- Location: Jobar, Damascus, Syria
- Date: April 2013
- Deaths: unknown

= Jobar chemical attacks =

The Jobar chemical attacks allegedly occurred in Jobar, Damascus, Syria, in April 2013. A reporter and a photographer for the French newspaper Le Monde spent two months in Jobar reporting on the attacks. However, the U.N. mission which investigated the attack could not find "sufficient or credible information" to support the allegation.

Syrian rebels claimed the government used chemical weapons in Jobar in early April. Le Monde reported that gas attacks on the rebels occurred regularly in April and that Free Syrian Army fighters carried gas masks and had syringes with doses of atropine, the antidote of sarin. Chemical weapons expert Jean Pascal Zanders expressed doubt that the events described in Jobar could have involved sarin, saying that sarin victims would not have survived the lengthy journey to the hospital described by the newspaper.

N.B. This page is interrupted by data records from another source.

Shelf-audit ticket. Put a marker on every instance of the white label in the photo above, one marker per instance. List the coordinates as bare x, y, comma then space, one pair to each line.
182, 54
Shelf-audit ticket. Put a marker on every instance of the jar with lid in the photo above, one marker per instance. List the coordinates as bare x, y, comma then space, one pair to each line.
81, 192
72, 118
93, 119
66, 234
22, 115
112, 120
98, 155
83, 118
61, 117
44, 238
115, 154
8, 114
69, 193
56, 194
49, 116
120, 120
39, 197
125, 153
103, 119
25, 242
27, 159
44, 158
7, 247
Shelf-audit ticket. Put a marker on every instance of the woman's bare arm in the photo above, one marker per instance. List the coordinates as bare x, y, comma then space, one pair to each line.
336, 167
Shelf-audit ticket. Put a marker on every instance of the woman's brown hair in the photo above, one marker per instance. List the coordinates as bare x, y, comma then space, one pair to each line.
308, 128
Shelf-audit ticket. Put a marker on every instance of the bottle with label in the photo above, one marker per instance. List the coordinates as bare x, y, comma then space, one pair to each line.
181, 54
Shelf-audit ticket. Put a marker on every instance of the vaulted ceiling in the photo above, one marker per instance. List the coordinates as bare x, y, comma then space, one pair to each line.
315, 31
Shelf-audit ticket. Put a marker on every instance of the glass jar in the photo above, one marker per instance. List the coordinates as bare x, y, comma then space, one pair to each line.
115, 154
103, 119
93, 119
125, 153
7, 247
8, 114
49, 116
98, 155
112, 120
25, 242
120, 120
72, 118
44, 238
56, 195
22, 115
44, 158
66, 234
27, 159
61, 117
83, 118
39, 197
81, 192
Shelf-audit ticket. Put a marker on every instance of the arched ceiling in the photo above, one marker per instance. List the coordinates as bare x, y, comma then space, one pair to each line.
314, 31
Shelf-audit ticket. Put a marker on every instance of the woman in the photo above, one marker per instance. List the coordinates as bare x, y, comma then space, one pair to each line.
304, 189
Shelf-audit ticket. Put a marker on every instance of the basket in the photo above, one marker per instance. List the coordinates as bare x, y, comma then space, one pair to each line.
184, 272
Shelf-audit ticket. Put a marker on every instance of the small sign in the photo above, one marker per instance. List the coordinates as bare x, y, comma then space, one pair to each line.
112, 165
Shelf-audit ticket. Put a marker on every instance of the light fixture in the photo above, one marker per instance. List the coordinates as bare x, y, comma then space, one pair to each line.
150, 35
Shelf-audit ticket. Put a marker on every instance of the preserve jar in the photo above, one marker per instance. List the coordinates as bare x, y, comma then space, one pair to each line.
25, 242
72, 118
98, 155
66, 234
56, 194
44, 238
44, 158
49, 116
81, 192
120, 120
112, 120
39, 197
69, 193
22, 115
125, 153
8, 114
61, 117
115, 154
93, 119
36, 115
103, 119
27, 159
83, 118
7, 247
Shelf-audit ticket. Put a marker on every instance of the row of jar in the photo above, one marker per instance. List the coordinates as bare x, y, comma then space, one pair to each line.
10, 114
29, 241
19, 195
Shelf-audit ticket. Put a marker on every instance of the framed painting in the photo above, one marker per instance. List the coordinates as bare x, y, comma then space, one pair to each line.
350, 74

On April 14, a doctor at the Islamic hospital in Hammuriya interviewed by Le Monde said that earlier in the day he had given an attack victim 15 shots of atropine and some hydrocortisone. While Zanders replied that the treatment could have killed the patient.

Le Monde reported "injured fighters were lying beside five medical workers who had been contaminated by contact with the affected men" and that the hospital's director lost consciousness after working alongside casualties for an hour. The newspaper also said that "according to a well-informed Western source, the Syrian authorities have gone so far as to use mixtures of chemicals, notably with the addition of tear gas, to make it harder to identify the source of the symptoms."

==Investigations==
In June 2013, the French government told the United Nations that it had evidence of a sarin attack in Jobar between 12 and 14 April. After the August 21st Ghouta chemical attack, French intelligence released a report that said samples from those attacks had confirmed the use of sarin. However, the U.N. fact-finding mission which investigated the alleged attack did not receive "sufficient or credible information" to support the allegation.